Response-response Relationship
Time-scale
Known Feedforward/Feedback loops influencing this KER
Domain of Applicability
Evidence for this KER comes from zebrafish studies.
References
Garcia GR, Goodale BC, Wiley MW, La Du JK, Hendrix DA, Tanguay RL. 2017. In vivo characterization of an ahr-dependent long noncoding rna required for proper sox9b expression. Mol Pharmacol. 91(6):609-619.
Garcia GR, Shankar P, Dunham CL, Garcia A, La Du JK, Truong L, Tilton SC, Tanguay RL. 2018. Signaling events downstream of ahr activation that contribute to toxic responses: The functional role of an ahr-dependent long noncoding rna (slincr) using the zebrafish model. Environ Health Perspect. 126(11):117002.
Huang W, Wang X, Zheng S, Wu R, Liu C, Wu K. 2021. Effect of bisphenol a on craniofacial cartilage development in zebrafish (danio rerio) embryos: A morphological study.
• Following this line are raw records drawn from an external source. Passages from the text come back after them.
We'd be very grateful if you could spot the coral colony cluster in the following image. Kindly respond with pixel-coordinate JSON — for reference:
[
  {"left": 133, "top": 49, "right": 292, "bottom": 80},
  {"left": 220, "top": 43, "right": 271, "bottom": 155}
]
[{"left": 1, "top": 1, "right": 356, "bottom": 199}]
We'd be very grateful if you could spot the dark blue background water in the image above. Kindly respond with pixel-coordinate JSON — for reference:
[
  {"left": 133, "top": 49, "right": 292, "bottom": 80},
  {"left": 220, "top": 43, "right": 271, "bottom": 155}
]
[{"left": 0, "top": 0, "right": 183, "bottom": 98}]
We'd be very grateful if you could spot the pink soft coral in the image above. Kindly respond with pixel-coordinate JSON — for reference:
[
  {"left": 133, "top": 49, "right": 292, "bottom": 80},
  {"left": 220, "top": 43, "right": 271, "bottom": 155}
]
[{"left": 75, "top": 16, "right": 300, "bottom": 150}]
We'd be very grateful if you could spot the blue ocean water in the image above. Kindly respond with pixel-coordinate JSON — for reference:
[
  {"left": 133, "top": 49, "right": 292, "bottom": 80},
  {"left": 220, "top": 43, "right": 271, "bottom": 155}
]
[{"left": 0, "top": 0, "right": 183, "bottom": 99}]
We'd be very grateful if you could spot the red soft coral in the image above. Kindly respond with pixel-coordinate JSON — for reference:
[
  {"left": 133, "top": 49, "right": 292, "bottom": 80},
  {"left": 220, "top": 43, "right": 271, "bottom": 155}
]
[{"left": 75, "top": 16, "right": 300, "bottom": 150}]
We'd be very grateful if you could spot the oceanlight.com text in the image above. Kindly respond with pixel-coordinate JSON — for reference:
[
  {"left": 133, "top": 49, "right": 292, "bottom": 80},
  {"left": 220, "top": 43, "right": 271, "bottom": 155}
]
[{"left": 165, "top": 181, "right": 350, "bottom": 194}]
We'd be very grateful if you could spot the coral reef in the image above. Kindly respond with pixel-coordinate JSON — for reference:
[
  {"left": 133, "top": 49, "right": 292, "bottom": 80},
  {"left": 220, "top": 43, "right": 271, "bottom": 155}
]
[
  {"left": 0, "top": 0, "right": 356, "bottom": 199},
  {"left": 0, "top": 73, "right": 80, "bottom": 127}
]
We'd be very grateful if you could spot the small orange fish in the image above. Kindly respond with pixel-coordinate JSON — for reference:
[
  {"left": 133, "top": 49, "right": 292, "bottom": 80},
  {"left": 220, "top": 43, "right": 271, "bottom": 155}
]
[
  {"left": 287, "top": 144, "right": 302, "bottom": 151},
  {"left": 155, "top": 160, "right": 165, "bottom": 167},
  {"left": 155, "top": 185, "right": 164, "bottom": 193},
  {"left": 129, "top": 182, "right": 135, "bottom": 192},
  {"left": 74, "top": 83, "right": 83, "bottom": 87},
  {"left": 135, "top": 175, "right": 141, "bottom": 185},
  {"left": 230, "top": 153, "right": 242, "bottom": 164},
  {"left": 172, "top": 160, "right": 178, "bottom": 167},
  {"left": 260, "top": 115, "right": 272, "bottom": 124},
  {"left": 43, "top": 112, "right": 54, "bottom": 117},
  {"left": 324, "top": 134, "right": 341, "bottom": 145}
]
Ecotoxicol Environ Saf. 212:111991.
Lefebvre V, Dvir-Ginzberg M. 2017. Sox9 and the many facets of its regulation in the chondrocyte lineage. Connect Tissue Res. 58(1):2-14.
Raterman ST, Metz JR, Wagener F, Von den Hoff JW. 2020. Zebrafish models of craniofacial malformations: Interactions of environmental factors. Front Cell Dev Biol. 8:600926.